0

assuming I have AWS accounts:

  1. DEV (where data scientists use SageMaker notebooks/studio to actively explore data and develop models)
  2. Test (where the model monitor happens)
  3. Prod (where the accepted model is hosted)

My question is, from engineering perspective, for the DEV env mentioned above, because data scientists need it for their work, so it actually can be treated like a production-level account right? Because if ML engineers also actively trying out/test new features or resources in this env, it might affect data scientist's work.

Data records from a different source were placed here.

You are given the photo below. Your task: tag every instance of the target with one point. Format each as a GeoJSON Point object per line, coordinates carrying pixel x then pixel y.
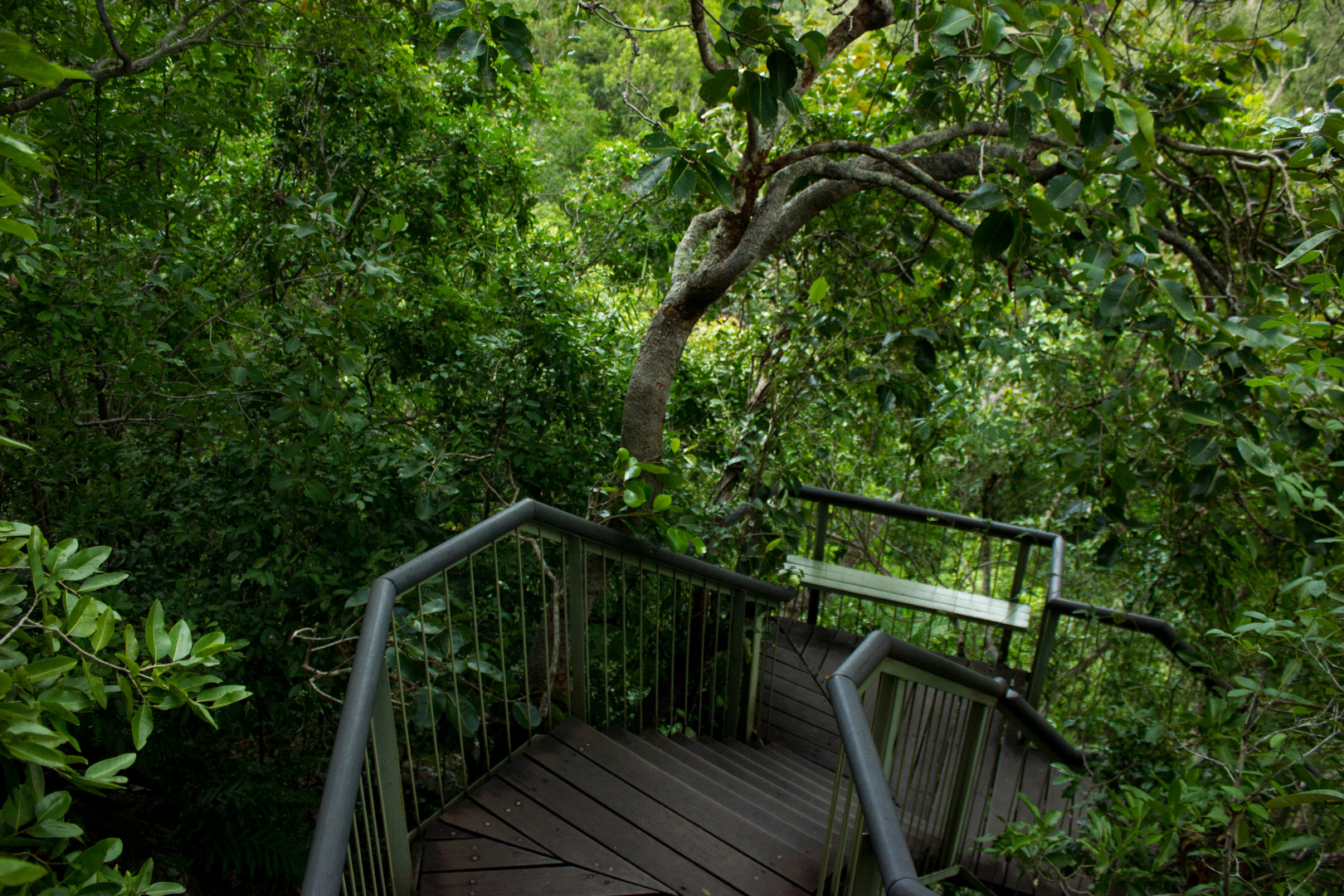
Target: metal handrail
{"type": "Point", "coordinates": [1055, 603]}
{"type": "Point", "coordinates": [331, 835]}
{"type": "Point", "coordinates": [888, 839]}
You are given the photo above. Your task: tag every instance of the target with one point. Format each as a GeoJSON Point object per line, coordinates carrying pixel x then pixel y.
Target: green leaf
{"type": "Point", "coordinates": [955, 21]}
{"type": "Point", "coordinates": [715, 88]}
{"type": "Point", "coordinates": [156, 637]}
{"type": "Point", "coordinates": [1304, 798]}
{"type": "Point", "coordinates": [1181, 297]}
{"type": "Point", "coordinates": [102, 581]}
{"type": "Point", "coordinates": [648, 176]}
{"type": "Point", "coordinates": [754, 99]}
{"type": "Point", "coordinates": [49, 668]}
{"type": "Point", "coordinates": [1305, 246]}
{"type": "Point", "coordinates": [784, 71]}
{"type": "Point", "coordinates": [17, 874]}
{"type": "Point", "coordinates": [1132, 192]}
{"type": "Point", "coordinates": [1064, 191]}
{"type": "Point", "coordinates": [1064, 128]}
{"type": "Point", "coordinates": [1118, 299]}
{"type": "Point", "coordinates": [17, 229]}
{"type": "Point", "coordinates": [1185, 358]}
{"type": "Point", "coordinates": [993, 236]}
{"type": "Point", "coordinates": [984, 197]}
{"type": "Point", "coordinates": [815, 42]}
{"type": "Point", "coordinates": [446, 10]}
{"type": "Point", "coordinates": [1097, 127]}
{"type": "Point", "coordinates": [1202, 450]}
{"type": "Point", "coordinates": [141, 726]}
{"type": "Point", "coordinates": [180, 638]}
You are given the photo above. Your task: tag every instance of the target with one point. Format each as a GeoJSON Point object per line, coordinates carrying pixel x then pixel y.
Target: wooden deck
{"type": "Point", "coordinates": [796, 713]}
{"type": "Point", "coordinates": [587, 813]}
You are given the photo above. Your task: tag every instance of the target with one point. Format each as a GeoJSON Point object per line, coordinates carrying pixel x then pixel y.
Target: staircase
{"type": "Point", "coordinates": [585, 813]}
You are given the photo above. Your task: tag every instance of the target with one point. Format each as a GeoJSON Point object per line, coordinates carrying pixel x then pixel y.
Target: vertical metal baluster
{"type": "Point", "coordinates": [714, 660]}
{"type": "Point", "coordinates": [686, 683]}
{"type": "Point", "coordinates": [626, 644]}
{"type": "Point", "coordinates": [522, 629]}
{"type": "Point", "coordinates": [830, 822]}
{"type": "Point", "coordinates": [429, 685]}
{"type": "Point", "coordinates": [457, 696]}
{"type": "Point", "coordinates": [407, 731]}
{"type": "Point", "coordinates": [503, 652]}
{"type": "Point", "coordinates": [550, 625]}
{"type": "Point", "coordinates": [480, 676]}
{"type": "Point", "coordinates": [639, 572]}
{"type": "Point", "coordinates": [657, 645]}
{"type": "Point", "coordinates": [606, 638]}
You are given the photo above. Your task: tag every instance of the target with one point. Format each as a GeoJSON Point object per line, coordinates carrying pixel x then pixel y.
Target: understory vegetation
{"type": "Point", "coordinates": [293, 292]}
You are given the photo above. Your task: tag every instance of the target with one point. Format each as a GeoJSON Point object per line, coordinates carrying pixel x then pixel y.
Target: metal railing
{"type": "Point", "coordinates": [479, 645]}
{"type": "Point", "coordinates": [923, 785]}
{"type": "Point", "coordinates": [983, 564]}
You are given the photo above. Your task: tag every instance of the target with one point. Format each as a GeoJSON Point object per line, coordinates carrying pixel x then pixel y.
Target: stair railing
{"type": "Point", "coordinates": [867, 830]}
{"type": "Point", "coordinates": [472, 649]}
{"type": "Point", "coordinates": [1053, 607]}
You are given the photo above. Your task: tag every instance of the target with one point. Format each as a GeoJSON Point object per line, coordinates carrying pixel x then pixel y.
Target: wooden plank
{"type": "Point", "coordinates": [724, 782]}
{"type": "Point", "coordinates": [660, 861]}
{"type": "Point", "coordinates": [912, 594]}
{"type": "Point", "coordinates": [557, 880]}
{"type": "Point", "coordinates": [562, 840]}
{"type": "Point", "coordinates": [777, 768]}
{"type": "Point", "coordinates": [782, 856]}
{"type": "Point", "coordinates": [791, 700]}
{"type": "Point", "coordinates": [761, 811]}
{"type": "Point", "coordinates": [468, 816]}
{"type": "Point", "coordinates": [806, 766]}
{"type": "Point", "coordinates": [477, 855]}
{"type": "Point", "coordinates": [784, 791]}
{"type": "Point", "coordinates": [671, 829]}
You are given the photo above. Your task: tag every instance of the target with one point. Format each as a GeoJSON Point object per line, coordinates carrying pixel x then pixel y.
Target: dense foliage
{"type": "Point", "coordinates": [292, 292]}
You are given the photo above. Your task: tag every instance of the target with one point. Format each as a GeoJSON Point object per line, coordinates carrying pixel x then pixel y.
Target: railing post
{"type": "Point", "coordinates": [754, 681]}
{"type": "Point", "coordinates": [1049, 622]}
{"type": "Point", "coordinates": [388, 770]}
{"type": "Point", "coordinates": [968, 765]}
{"type": "Point", "coordinates": [1019, 578]}
{"type": "Point", "coordinates": [577, 609]}
{"type": "Point", "coordinates": [737, 631]}
{"type": "Point", "coordinates": [819, 553]}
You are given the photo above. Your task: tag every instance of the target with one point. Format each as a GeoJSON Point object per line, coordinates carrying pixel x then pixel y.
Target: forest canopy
{"type": "Point", "coordinates": [292, 292]}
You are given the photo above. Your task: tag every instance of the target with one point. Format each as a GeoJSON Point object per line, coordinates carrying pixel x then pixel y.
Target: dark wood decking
{"type": "Point", "coordinates": [583, 813]}
{"type": "Point", "coordinates": [796, 713]}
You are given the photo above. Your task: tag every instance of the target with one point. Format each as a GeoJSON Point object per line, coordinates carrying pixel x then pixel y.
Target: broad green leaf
{"type": "Point", "coordinates": [648, 176]}
{"type": "Point", "coordinates": [1118, 299]}
{"type": "Point", "coordinates": [156, 638]}
{"type": "Point", "coordinates": [993, 236]}
{"type": "Point", "coordinates": [180, 640]}
{"type": "Point", "coordinates": [955, 21]}
{"type": "Point", "coordinates": [141, 726]}
{"type": "Point", "coordinates": [17, 874]}
{"type": "Point", "coordinates": [1132, 192]}
{"type": "Point", "coordinates": [1305, 246]}
{"type": "Point", "coordinates": [1064, 191]}
{"type": "Point", "coordinates": [23, 231]}
{"type": "Point", "coordinates": [1097, 127]}
{"type": "Point", "coordinates": [715, 89]}
{"type": "Point", "coordinates": [446, 10]}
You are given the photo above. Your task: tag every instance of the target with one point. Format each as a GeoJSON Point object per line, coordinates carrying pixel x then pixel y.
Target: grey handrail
{"type": "Point", "coordinates": [895, 864]}
{"type": "Point", "coordinates": [331, 835]}
{"type": "Point", "coordinates": [1055, 603]}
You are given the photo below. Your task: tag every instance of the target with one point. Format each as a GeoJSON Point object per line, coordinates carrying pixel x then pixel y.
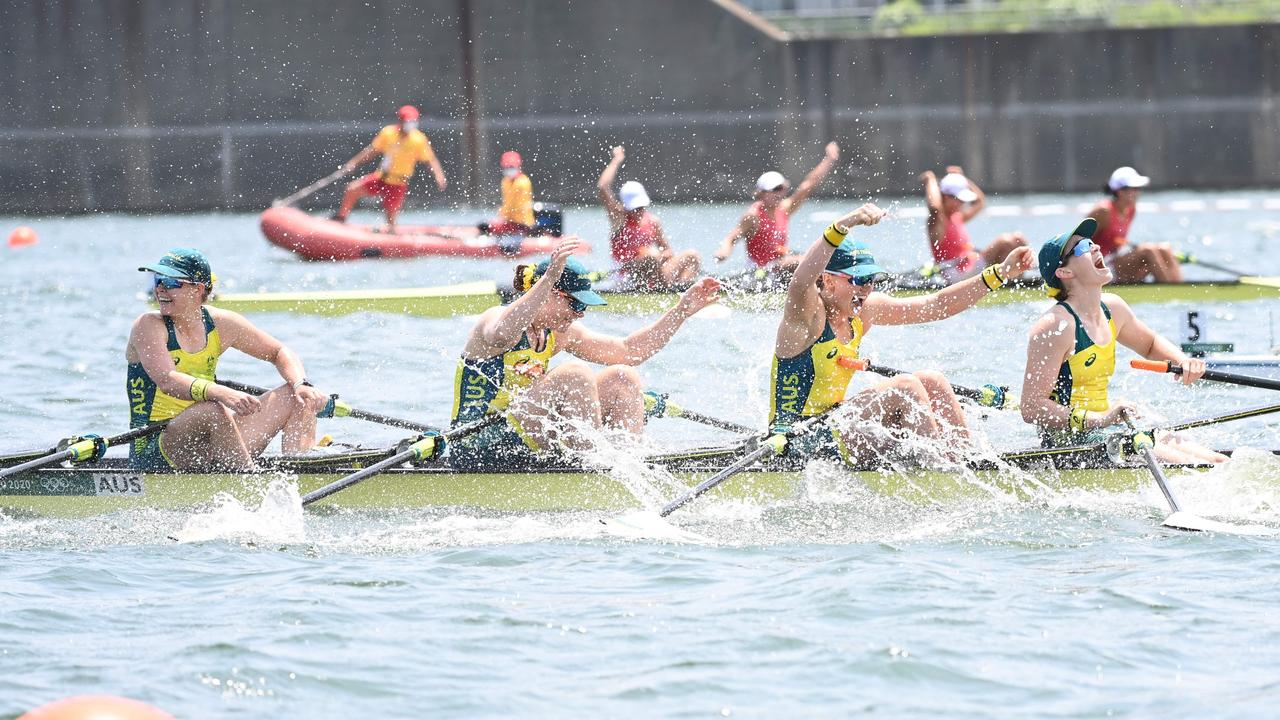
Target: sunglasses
{"type": "Point", "coordinates": [169, 283]}
{"type": "Point", "coordinates": [1083, 246]}
{"type": "Point", "coordinates": [574, 304]}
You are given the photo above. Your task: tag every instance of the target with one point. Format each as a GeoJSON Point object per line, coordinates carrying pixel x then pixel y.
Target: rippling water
{"type": "Point", "coordinates": [842, 601]}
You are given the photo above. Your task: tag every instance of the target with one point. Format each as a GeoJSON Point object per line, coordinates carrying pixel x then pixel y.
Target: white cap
{"type": "Point", "coordinates": [958, 186]}
{"type": "Point", "coordinates": [632, 195]}
{"type": "Point", "coordinates": [1127, 177]}
{"type": "Point", "coordinates": [771, 181]}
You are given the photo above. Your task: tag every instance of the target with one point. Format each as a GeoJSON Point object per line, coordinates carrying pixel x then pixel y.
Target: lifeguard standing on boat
{"type": "Point", "coordinates": [766, 223]}
{"type": "Point", "coordinates": [402, 147]}
{"type": "Point", "coordinates": [952, 201]}
{"type": "Point", "coordinates": [173, 359]}
{"type": "Point", "coordinates": [640, 249]}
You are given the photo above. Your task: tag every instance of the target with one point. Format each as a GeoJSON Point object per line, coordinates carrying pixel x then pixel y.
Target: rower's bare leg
{"type": "Point", "coordinates": [1001, 247]}
{"type": "Point", "coordinates": [355, 191]}
{"type": "Point", "coordinates": [205, 436]}
{"type": "Point", "coordinates": [280, 410]}
{"type": "Point", "coordinates": [621, 399]}
{"type": "Point", "coordinates": [567, 392]}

Is it a good practice to have a separate dev/test accounts for this DEV env?

I couldn't find any architect design pattern like this online, can someone advice please?

wawawa
  • 2,835
  • 6
  • 44
  • 105

1 Answers1

1

if you are referring to ML (platform) engineers setting up the environments and creating/configuring the resources that Data Scientists use for developing ML models, a good practice is:

  • ML platform engineers developing the infrastructure they need to provision with IaC approach (e.g. using CloudFormation or CDK) in a separate AWS account, let's call it Governance Account
  • Here, they also develop the automations that are necessary to provision the resources that are needed to setup the platform (e.g. IAM policies, Roles, CI/CD pipelines, etc.) to target accounts (Dev, Test, Prod, ..)
  • As a consequence, the target AWS accounts become a variable of this process; for example, if a business unit requires to work in a segregated environment, they will provision 3 (or more) accounts and run the provisioning automation. If engineers need to test a new setup (e.g. how to enable/configure a new SageMaker feature), they can run the automations on separate accounts that they use to test their developments.

You can find additional guidance in this blog post: https://aws.amazon.com/blogs/machine-learning/mlops-foundation-roadmap-for-enterprises-with-amazon-sagemaker/

Hope this helps.